Corneal biomechanical properties and intraocular pressure in high myopic anisometropia

ObjectiveS:: To investigate corneal biomechanical properties and intraocular pressure (IOP) in patients with high myopic anisometropia. Methods:: Patients with high myopic anisometropia (n = 23) and emmetropic subjects (n = 55) were enrolled. Corneal hysteresis (CH), Goldmann-correlated intraocular pressure (IOPg), corneal resistance factor, and corneal-compensated IOP (IOPcc) were measured with Ocular Response Analyzer. Central corneal thickness was measured by optical coherence tomography. Zeiss IOL-Master determined the values of corneal refractive power and ocular axial length. Results:: Significant differences were presented in CH, IOPg, and IOPcc among the high myopic, contralateral, and normal eyes (analysis of variance, P<0.05).
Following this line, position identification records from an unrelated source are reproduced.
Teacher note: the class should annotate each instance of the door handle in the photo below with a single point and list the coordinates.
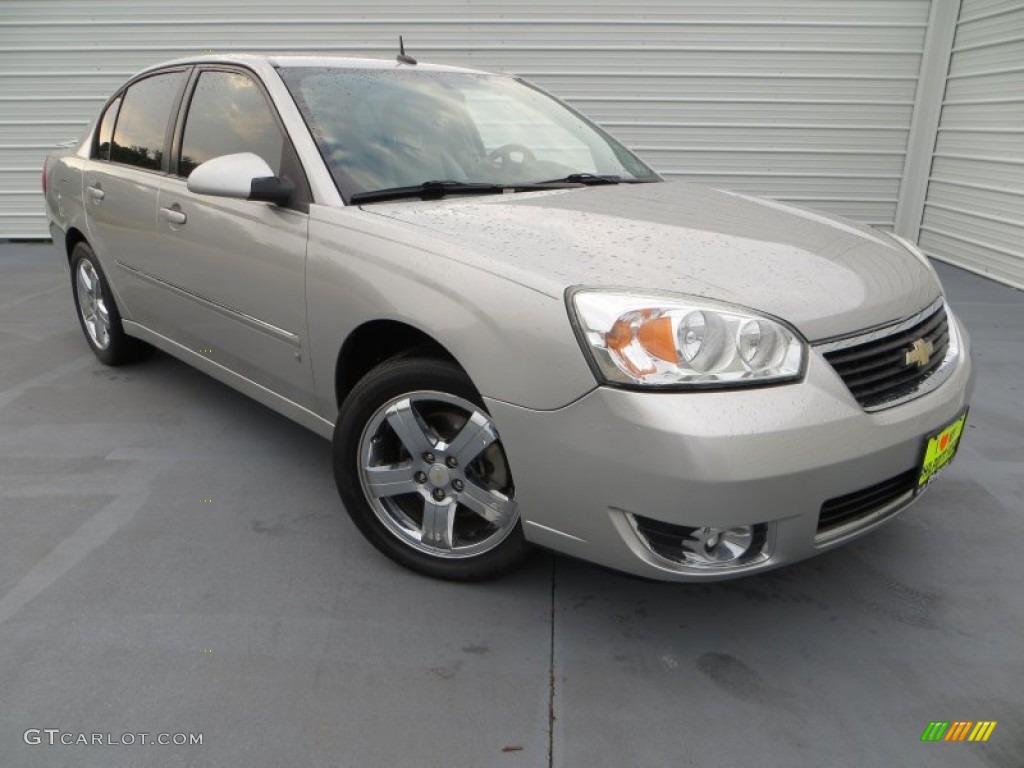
(173, 216)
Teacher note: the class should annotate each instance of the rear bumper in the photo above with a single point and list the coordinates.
(713, 459)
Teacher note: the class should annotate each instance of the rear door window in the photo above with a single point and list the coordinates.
(105, 132)
(141, 123)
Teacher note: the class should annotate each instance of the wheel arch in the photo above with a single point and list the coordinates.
(376, 341)
(72, 239)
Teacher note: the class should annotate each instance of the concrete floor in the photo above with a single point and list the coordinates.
(261, 620)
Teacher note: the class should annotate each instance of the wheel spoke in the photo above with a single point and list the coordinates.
(101, 314)
(411, 430)
(475, 435)
(83, 284)
(491, 505)
(392, 479)
(438, 523)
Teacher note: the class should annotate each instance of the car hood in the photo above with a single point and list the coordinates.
(826, 276)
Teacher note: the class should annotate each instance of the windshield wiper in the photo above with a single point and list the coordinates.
(431, 190)
(590, 179)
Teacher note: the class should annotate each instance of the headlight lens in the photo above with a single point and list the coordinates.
(662, 341)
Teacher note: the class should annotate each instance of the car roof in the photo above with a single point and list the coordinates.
(259, 60)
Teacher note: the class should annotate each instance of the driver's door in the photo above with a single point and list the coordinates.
(236, 267)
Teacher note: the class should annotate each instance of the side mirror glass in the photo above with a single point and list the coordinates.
(243, 176)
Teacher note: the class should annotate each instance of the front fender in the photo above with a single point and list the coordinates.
(515, 343)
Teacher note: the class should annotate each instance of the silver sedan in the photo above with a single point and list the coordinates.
(511, 329)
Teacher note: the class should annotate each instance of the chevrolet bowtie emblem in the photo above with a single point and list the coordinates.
(920, 353)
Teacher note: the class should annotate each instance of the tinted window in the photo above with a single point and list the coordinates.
(138, 136)
(228, 115)
(107, 130)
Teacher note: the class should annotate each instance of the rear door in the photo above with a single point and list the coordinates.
(237, 268)
(122, 179)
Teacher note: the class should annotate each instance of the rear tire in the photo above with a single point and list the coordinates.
(97, 312)
(422, 472)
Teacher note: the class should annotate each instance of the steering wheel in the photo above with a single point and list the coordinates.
(502, 157)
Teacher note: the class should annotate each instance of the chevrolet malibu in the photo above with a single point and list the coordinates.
(511, 329)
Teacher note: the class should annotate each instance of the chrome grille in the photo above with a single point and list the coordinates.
(876, 370)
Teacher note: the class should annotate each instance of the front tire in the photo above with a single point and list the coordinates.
(97, 312)
(421, 469)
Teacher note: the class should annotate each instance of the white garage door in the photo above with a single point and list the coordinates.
(974, 209)
(805, 100)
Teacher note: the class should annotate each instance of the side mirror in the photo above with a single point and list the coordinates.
(243, 176)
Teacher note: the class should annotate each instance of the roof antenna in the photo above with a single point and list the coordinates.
(402, 58)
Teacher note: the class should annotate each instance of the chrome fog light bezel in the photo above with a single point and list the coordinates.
(700, 546)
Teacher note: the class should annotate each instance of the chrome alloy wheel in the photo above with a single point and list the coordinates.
(432, 467)
(92, 305)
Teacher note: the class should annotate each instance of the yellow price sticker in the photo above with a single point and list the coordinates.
(941, 449)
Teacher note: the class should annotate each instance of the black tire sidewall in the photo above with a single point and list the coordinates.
(392, 379)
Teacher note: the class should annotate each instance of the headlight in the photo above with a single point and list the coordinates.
(680, 342)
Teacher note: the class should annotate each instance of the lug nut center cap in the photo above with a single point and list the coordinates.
(438, 475)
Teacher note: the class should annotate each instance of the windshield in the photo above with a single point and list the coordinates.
(382, 129)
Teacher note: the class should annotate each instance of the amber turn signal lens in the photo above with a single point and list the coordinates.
(656, 337)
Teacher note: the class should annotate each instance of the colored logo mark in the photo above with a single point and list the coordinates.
(958, 730)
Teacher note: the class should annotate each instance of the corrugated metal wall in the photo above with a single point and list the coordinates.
(804, 100)
(974, 208)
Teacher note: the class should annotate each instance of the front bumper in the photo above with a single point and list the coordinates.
(717, 459)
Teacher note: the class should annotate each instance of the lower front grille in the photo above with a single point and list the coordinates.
(844, 510)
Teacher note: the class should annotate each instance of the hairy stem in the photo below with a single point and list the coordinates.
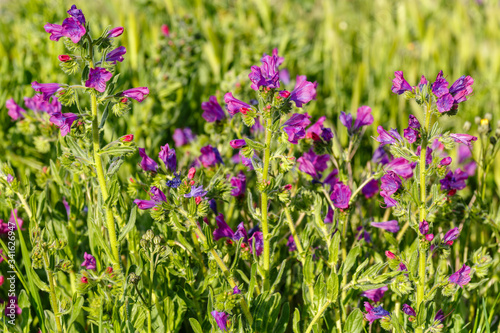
(264, 203)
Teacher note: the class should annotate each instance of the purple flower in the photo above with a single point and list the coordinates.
(47, 89)
(223, 230)
(157, 195)
(139, 94)
(196, 192)
(303, 92)
(116, 55)
(183, 136)
(15, 111)
(145, 204)
(115, 32)
(167, 155)
(374, 313)
(147, 163)
(410, 134)
(210, 156)
(239, 184)
(340, 196)
(257, 242)
(212, 111)
(466, 139)
(38, 104)
(451, 235)
(89, 262)
(63, 121)
(238, 143)
(221, 319)
(439, 316)
(375, 294)
(399, 84)
(97, 79)
(267, 75)
(385, 137)
(401, 167)
(72, 29)
(454, 181)
(313, 164)
(291, 244)
(391, 226)
(445, 161)
(235, 105)
(370, 189)
(461, 277)
(440, 86)
(408, 310)
(364, 117)
(295, 127)
(77, 14)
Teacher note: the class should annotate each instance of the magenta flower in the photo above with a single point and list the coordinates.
(375, 295)
(423, 227)
(401, 167)
(89, 262)
(147, 163)
(47, 89)
(370, 189)
(15, 111)
(454, 181)
(391, 226)
(235, 105)
(461, 277)
(210, 156)
(408, 310)
(212, 111)
(340, 196)
(375, 313)
(97, 79)
(466, 139)
(64, 121)
(116, 55)
(399, 84)
(139, 94)
(167, 155)
(221, 319)
(267, 75)
(183, 136)
(77, 14)
(239, 184)
(115, 32)
(238, 143)
(451, 235)
(196, 192)
(313, 164)
(303, 92)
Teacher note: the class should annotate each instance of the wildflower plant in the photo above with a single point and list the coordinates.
(264, 222)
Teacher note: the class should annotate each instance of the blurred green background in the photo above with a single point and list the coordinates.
(351, 48)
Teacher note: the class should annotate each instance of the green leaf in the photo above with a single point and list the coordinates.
(195, 325)
(354, 323)
(130, 224)
(351, 259)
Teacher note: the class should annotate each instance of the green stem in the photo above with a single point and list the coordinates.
(222, 266)
(264, 203)
(422, 212)
(294, 234)
(318, 316)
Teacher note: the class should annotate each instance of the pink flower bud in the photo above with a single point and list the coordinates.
(390, 255)
(64, 58)
(127, 138)
(191, 173)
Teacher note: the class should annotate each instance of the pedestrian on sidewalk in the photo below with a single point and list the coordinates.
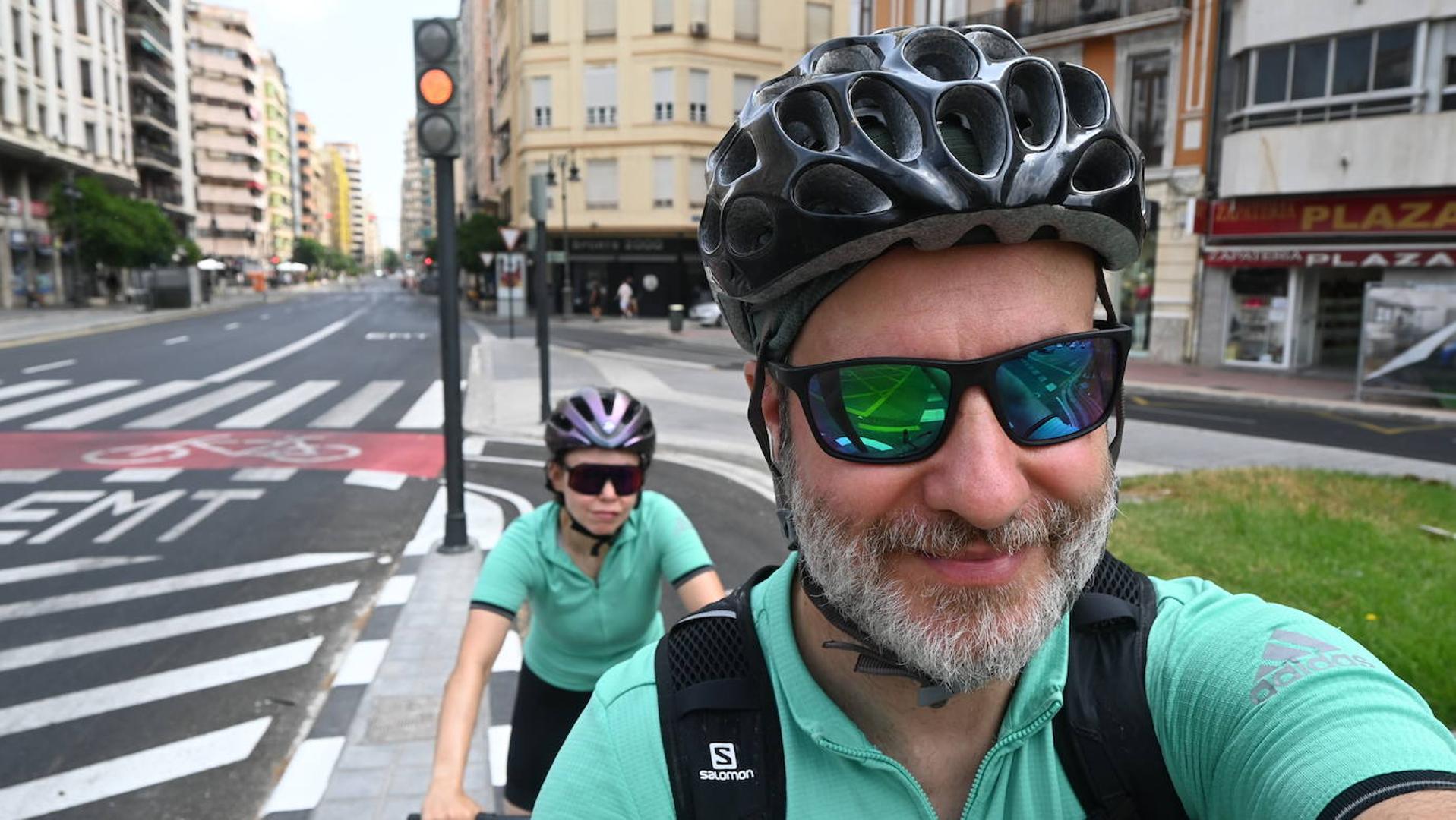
(589, 567)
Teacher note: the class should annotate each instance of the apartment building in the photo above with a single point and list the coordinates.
(280, 226)
(162, 108)
(63, 112)
(1334, 174)
(624, 101)
(226, 104)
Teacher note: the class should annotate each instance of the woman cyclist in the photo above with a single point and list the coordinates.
(589, 564)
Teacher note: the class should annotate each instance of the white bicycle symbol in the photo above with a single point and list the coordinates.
(289, 449)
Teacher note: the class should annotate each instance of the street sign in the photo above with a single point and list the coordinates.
(510, 236)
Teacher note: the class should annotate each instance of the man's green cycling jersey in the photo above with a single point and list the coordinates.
(583, 626)
(1262, 711)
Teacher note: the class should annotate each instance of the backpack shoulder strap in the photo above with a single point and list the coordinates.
(1104, 731)
(719, 715)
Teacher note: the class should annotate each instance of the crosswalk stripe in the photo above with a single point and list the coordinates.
(178, 625)
(38, 404)
(176, 583)
(352, 410)
(131, 772)
(428, 411)
(114, 407)
(283, 404)
(201, 405)
(70, 567)
(33, 386)
(152, 688)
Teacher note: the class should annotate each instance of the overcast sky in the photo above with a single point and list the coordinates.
(350, 68)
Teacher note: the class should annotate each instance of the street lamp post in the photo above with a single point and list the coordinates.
(571, 174)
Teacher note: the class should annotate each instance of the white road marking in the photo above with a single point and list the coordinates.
(270, 411)
(137, 634)
(25, 477)
(352, 410)
(143, 475)
(510, 656)
(362, 663)
(114, 407)
(265, 475)
(131, 772)
(396, 590)
(428, 411)
(187, 411)
(379, 480)
(308, 775)
(50, 366)
(66, 398)
(500, 742)
(176, 583)
(33, 386)
(283, 353)
(152, 688)
(70, 567)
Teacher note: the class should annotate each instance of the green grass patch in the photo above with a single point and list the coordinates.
(1346, 548)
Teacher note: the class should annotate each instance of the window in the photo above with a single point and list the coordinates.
(602, 17)
(663, 181)
(602, 95)
(663, 95)
(541, 102)
(746, 19)
(602, 182)
(541, 20)
(696, 95)
(817, 20)
(696, 181)
(743, 87)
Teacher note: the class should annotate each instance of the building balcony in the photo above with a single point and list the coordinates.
(1343, 155)
(1053, 17)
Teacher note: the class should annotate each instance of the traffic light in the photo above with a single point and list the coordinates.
(437, 89)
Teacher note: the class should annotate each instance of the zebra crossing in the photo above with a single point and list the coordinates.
(254, 404)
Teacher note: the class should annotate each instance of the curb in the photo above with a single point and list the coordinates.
(1376, 411)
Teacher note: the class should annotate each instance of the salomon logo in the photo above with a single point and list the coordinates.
(1290, 656)
(724, 758)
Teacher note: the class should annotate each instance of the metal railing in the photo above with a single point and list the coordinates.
(1043, 17)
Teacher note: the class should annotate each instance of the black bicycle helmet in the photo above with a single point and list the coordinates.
(933, 136)
(609, 418)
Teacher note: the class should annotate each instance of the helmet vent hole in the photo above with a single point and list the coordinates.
(941, 54)
(740, 159)
(839, 191)
(995, 43)
(1087, 99)
(971, 125)
(846, 58)
(749, 226)
(886, 117)
(709, 228)
(1035, 106)
(1104, 165)
(808, 118)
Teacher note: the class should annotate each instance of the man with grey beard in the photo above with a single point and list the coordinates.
(908, 232)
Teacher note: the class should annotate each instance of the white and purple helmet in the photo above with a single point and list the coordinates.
(602, 417)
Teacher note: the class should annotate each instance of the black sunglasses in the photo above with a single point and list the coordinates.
(592, 480)
(900, 410)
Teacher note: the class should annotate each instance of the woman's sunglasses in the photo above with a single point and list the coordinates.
(592, 480)
(900, 410)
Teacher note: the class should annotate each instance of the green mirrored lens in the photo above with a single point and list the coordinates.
(880, 411)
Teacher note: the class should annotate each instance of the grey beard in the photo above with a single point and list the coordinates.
(962, 637)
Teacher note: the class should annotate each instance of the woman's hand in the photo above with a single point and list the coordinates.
(449, 804)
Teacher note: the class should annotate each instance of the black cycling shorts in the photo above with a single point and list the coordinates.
(541, 723)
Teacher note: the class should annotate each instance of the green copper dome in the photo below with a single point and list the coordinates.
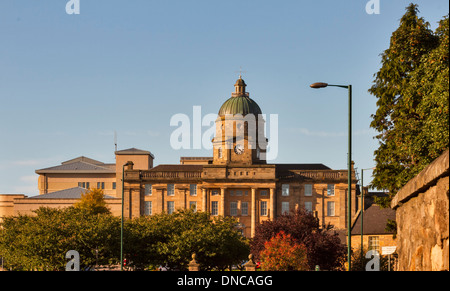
(240, 105)
(240, 102)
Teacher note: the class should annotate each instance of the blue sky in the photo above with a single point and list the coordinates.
(67, 82)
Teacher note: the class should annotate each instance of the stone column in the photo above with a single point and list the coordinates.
(204, 201)
(272, 204)
(253, 213)
(222, 202)
(162, 200)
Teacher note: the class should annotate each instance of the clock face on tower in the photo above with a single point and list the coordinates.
(239, 149)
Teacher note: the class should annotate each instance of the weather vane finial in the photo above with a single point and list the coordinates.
(240, 72)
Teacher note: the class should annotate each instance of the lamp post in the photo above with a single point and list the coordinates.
(129, 163)
(349, 200)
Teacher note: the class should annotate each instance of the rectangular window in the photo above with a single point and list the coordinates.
(148, 208)
(214, 208)
(308, 189)
(285, 190)
(148, 190)
(330, 208)
(233, 208)
(193, 189)
(170, 189)
(308, 206)
(263, 208)
(170, 207)
(374, 243)
(330, 190)
(284, 207)
(244, 208)
(84, 185)
(193, 206)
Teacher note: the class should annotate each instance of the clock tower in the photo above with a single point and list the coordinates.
(240, 138)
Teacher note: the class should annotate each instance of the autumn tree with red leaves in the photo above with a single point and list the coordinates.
(282, 253)
(323, 246)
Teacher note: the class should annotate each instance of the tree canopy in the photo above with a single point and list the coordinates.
(40, 241)
(323, 246)
(411, 88)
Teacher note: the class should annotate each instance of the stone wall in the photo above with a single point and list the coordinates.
(422, 214)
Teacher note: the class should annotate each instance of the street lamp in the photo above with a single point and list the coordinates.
(129, 163)
(349, 200)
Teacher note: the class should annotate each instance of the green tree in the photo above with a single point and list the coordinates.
(282, 253)
(412, 107)
(93, 200)
(40, 242)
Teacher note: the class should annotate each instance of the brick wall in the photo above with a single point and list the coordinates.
(423, 219)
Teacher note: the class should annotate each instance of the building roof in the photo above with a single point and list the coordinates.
(72, 193)
(83, 159)
(240, 105)
(176, 167)
(134, 151)
(375, 220)
(79, 165)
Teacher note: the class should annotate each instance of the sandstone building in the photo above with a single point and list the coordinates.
(236, 181)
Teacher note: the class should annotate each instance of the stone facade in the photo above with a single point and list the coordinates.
(422, 209)
(235, 181)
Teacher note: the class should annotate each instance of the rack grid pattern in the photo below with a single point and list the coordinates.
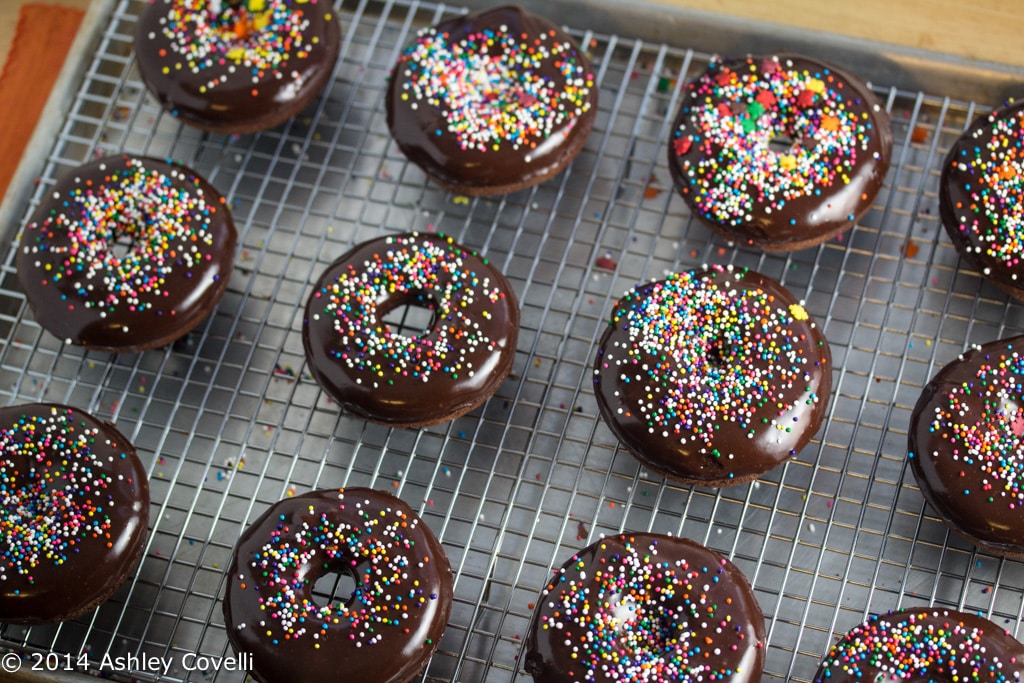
(227, 421)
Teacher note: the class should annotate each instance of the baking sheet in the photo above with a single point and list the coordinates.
(228, 421)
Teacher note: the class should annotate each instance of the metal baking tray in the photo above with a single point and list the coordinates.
(228, 420)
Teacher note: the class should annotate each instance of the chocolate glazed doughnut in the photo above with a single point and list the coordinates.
(981, 198)
(492, 102)
(237, 66)
(646, 607)
(967, 445)
(713, 376)
(74, 512)
(924, 644)
(126, 254)
(384, 633)
(406, 378)
(779, 152)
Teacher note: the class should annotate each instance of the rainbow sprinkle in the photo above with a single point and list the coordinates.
(492, 88)
(916, 645)
(417, 266)
(734, 115)
(51, 492)
(254, 39)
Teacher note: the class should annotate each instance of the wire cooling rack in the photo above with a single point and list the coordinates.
(228, 420)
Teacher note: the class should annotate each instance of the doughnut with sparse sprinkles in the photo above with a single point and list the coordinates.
(385, 631)
(492, 102)
(237, 66)
(780, 152)
(74, 512)
(646, 608)
(924, 644)
(713, 376)
(966, 445)
(981, 197)
(411, 377)
(126, 254)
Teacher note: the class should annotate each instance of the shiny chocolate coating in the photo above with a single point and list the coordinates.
(384, 633)
(411, 378)
(967, 445)
(713, 376)
(75, 512)
(779, 152)
(237, 66)
(925, 644)
(493, 101)
(981, 197)
(126, 254)
(646, 607)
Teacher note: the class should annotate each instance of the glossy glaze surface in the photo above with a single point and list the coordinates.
(967, 444)
(237, 67)
(411, 377)
(646, 607)
(126, 254)
(713, 376)
(924, 644)
(492, 101)
(75, 512)
(384, 633)
(981, 197)
(779, 151)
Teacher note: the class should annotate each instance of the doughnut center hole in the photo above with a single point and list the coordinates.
(410, 313)
(337, 586)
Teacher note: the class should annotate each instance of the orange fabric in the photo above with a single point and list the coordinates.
(42, 38)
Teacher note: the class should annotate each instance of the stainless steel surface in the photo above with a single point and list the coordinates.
(228, 421)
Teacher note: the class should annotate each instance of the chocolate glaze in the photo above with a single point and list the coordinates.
(476, 117)
(924, 644)
(87, 289)
(981, 197)
(967, 445)
(80, 496)
(726, 161)
(645, 602)
(237, 71)
(385, 632)
(402, 378)
(713, 376)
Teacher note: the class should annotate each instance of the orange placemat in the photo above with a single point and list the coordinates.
(42, 38)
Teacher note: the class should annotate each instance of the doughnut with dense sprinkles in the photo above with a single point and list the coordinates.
(237, 66)
(388, 628)
(646, 608)
(713, 376)
(981, 197)
(411, 378)
(967, 445)
(924, 644)
(75, 505)
(779, 152)
(492, 102)
(126, 254)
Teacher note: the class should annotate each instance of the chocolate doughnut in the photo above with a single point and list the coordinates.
(981, 198)
(492, 102)
(924, 644)
(126, 254)
(385, 631)
(411, 378)
(237, 66)
(780, 152)
(646, 607)
(75, 505)
(966, 439)
(713, 376)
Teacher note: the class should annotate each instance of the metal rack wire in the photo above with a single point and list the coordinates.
(228, 421)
CH in high myopic eye was lower than that in the other two groups (post hoc, P<0.05), whereas IOPg and IOPcc in both eyes of anisometropic myopia were higher compared with the normal subjects (post hoc, P<0.01). CH was associated with central corneal thickness and axial length in high myopic eyes. All measured biometric parameters showed significant correlations between two eyes in high myopic anisometropia. Conclusions:: High myopic eyes showed decreased CH, but not corneal resistance factor, which indicates that some aspects of corneal biomechanical properties may be altered in high myopic eye of anisometropia. It is also suggested that anisometropic eyes with different refractive errors do not share the same biomechanical properties, which may impact IOP measurement.